Permanent Research Commons link: http://hdl.handle.net/10289/1491
Water-soluble anionic polyacrylamide (PAM) is applied to millions of hectares worldwide as a highly effective erosion-preventing and infiltration-enhancing polymer, when applied at rates of 1 to 2 kg ha−1 (i.e., 1 to 10 g m−3) in furrow water. PAM degradation has not directly been measured in soil. We tested the ability of stable isotopes of C and N at natural abundance to estimate PAM degradation rates. Values of δ13C were related to anionic PAM concentration in a positive curvilinear relationship in a low-C, low-N, Durinodic Xeric Haplocalcid (Portneuf series) soil.

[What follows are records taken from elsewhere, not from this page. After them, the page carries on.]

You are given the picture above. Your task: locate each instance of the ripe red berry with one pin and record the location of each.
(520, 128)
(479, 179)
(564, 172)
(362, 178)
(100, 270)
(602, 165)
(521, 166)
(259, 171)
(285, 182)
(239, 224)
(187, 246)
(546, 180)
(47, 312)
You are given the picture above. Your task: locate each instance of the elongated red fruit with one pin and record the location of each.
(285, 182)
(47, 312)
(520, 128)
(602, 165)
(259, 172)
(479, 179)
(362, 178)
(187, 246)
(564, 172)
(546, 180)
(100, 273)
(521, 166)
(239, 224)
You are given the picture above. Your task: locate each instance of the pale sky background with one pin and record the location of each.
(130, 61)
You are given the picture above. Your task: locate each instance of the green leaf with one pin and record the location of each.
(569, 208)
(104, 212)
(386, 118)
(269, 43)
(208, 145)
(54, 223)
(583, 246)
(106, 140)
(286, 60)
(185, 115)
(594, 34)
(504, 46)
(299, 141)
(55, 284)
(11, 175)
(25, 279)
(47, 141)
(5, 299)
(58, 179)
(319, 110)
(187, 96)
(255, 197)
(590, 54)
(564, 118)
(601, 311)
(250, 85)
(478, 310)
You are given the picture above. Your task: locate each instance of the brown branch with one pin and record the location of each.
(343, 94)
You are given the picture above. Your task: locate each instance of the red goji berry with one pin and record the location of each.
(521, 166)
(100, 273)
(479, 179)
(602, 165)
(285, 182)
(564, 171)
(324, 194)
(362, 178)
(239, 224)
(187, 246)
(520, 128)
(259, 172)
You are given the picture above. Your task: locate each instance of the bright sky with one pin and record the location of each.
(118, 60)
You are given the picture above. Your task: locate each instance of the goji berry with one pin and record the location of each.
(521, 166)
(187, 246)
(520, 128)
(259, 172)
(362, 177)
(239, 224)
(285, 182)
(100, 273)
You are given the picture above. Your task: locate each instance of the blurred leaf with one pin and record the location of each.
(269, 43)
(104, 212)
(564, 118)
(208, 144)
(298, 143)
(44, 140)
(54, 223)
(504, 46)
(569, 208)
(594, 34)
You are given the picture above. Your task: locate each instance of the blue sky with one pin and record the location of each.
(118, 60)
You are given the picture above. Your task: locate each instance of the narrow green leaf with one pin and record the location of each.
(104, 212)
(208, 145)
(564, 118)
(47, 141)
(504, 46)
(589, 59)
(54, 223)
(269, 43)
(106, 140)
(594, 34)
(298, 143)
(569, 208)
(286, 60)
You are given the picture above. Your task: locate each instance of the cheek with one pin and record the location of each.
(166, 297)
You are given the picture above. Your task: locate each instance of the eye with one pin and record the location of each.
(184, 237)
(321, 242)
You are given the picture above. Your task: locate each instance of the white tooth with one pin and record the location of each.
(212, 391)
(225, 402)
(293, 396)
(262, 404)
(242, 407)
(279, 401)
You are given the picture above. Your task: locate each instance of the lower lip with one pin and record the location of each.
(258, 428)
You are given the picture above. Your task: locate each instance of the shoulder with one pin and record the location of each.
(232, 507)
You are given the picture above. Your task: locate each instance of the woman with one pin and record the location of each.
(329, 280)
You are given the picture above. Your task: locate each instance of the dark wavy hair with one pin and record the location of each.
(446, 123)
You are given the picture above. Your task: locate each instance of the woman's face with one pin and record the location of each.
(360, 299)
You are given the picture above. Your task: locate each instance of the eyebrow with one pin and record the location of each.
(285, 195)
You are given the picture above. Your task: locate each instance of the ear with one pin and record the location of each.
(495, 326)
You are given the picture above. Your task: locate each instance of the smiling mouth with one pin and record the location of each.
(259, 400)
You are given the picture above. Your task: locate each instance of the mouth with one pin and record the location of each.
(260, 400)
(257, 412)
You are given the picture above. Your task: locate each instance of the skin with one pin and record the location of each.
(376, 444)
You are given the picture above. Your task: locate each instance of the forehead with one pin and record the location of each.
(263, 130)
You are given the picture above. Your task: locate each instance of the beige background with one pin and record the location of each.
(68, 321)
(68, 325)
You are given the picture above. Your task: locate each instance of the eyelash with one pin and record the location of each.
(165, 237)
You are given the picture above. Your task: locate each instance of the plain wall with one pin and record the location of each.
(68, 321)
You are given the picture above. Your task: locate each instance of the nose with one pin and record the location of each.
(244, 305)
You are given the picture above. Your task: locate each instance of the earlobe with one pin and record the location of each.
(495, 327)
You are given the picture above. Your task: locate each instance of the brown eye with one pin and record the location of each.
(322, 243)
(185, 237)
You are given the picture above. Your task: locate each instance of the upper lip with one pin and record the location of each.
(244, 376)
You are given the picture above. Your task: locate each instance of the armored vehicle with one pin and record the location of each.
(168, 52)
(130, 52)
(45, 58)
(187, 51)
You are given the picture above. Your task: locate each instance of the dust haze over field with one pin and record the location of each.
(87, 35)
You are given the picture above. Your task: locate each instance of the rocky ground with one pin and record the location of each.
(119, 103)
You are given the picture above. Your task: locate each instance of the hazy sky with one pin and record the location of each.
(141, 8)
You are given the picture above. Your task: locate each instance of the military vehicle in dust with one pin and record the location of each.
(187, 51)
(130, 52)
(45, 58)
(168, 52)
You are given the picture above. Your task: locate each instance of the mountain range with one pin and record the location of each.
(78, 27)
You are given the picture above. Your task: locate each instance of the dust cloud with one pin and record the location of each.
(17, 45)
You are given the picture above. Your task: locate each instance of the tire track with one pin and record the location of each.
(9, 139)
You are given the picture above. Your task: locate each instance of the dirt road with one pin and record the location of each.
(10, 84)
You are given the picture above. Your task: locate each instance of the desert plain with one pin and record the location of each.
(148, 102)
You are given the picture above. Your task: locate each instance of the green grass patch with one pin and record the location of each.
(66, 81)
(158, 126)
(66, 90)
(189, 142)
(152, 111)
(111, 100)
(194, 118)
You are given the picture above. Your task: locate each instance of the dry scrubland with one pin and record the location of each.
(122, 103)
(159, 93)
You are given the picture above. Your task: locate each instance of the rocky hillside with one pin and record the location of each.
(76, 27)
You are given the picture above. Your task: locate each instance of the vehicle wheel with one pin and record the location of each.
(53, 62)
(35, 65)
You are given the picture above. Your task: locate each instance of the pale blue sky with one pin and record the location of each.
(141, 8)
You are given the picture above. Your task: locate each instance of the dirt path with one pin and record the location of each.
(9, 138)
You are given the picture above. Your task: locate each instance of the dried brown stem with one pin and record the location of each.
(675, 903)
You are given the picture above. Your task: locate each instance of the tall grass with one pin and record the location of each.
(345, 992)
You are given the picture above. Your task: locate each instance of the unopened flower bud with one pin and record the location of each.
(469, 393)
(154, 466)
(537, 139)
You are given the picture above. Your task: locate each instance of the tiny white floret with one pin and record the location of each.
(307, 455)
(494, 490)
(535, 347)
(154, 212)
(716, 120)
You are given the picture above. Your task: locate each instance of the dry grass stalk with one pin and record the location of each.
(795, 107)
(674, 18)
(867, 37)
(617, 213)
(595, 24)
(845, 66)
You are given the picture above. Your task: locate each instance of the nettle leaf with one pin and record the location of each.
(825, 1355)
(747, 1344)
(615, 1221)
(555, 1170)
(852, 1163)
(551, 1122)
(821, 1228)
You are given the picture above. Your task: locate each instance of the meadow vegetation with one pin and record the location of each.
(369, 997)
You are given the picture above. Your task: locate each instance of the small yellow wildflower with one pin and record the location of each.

The other soils with higher organic C or N concentrations did not show significant relationships between PAM concentrations and δ13C values. The δ15N values were not related to anionic PAM concentration in any of the soils tested. When 2691 active ingredient (ai) kg PAM ha−1 was applied to the Durinodic Xeric Haplocalcid soil, 49% and 74% of the PAM was degraded after 6 and 12 yr respectively. When 5382 kg ai PAM ha−1 was applied to the Durinodic Xeric Haplocalcid soil, 13% was degraded after 6 yr, and 73% of the PAM was degraded after 12 yr. We calculated PAM degradation rate based on δ13Cfor the Durinodic Xeric Haplocalcid soil to be 9.8% yr−1. Further testing using labeled PAM is necessary to estimate degradation rates in higher C soils, and to determine what portion of the C is released from decomposing PAM is emitted to the atmosphere, incorporated into soil organic matter and living microbial biomass.